Yes, absolutely. As I wrote a long while ago:
NYC condos have appreciated by more than 4.3% - closer to 5% by your link. So it will be even better.
How can it be better if the nominal rate of growth is so much lower? The reason is leverage. When you buy a home with a mortgage, you’re getting massive amounts of leverage on that investment - at a favorable, tax-advantaged interest rate. So our young lady will invest $300K in her down payment, and in 30 years have a condo worth (we assume) 4.4X the purchase price. But not 4.4X times the $300K - 4.4X times the full purchase price of $1.5M. She’ll now own a $6.6M condo. Meanwhile, in the stock market, the $300K has grown 16.6X - to $5.8M. Less than the value of the condo. Because the growth on the stock portfolio is only compounded against the down payment, but the growth on the apartment value is compounded against the entire purchase value.

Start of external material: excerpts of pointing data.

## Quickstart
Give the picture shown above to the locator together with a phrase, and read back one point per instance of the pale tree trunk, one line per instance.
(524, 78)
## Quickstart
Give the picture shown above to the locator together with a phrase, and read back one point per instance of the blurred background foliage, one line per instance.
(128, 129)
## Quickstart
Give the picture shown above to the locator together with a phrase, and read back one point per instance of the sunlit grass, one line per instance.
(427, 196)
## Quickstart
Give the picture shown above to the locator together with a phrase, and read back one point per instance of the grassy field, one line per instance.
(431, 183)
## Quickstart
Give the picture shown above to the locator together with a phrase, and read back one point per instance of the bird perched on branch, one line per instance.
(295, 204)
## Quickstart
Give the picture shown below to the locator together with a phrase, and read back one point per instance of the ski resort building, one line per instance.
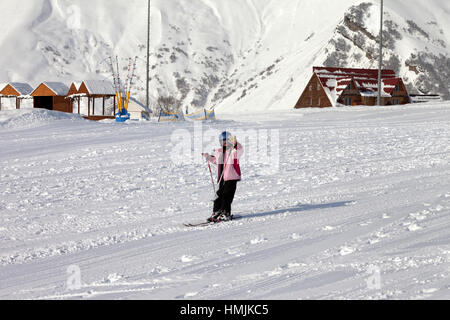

So the condo is worth more than the portfolio at the end of thirty years, even though the rate of growth was much lower. It also has better tax treatment - about $1.75 million of that $6.6M isn’t taxable (the original purchase price plus the $250K exclusion from cap gains for primary residence), while all but $300K of the portfolio is taxable.
Again, it all comes down to the specifics of the situation. But given the value of leverage and the tax benefits both from the mortgage interest deduction and the capital gains exemption, owning can frequently be a much better investment than renting.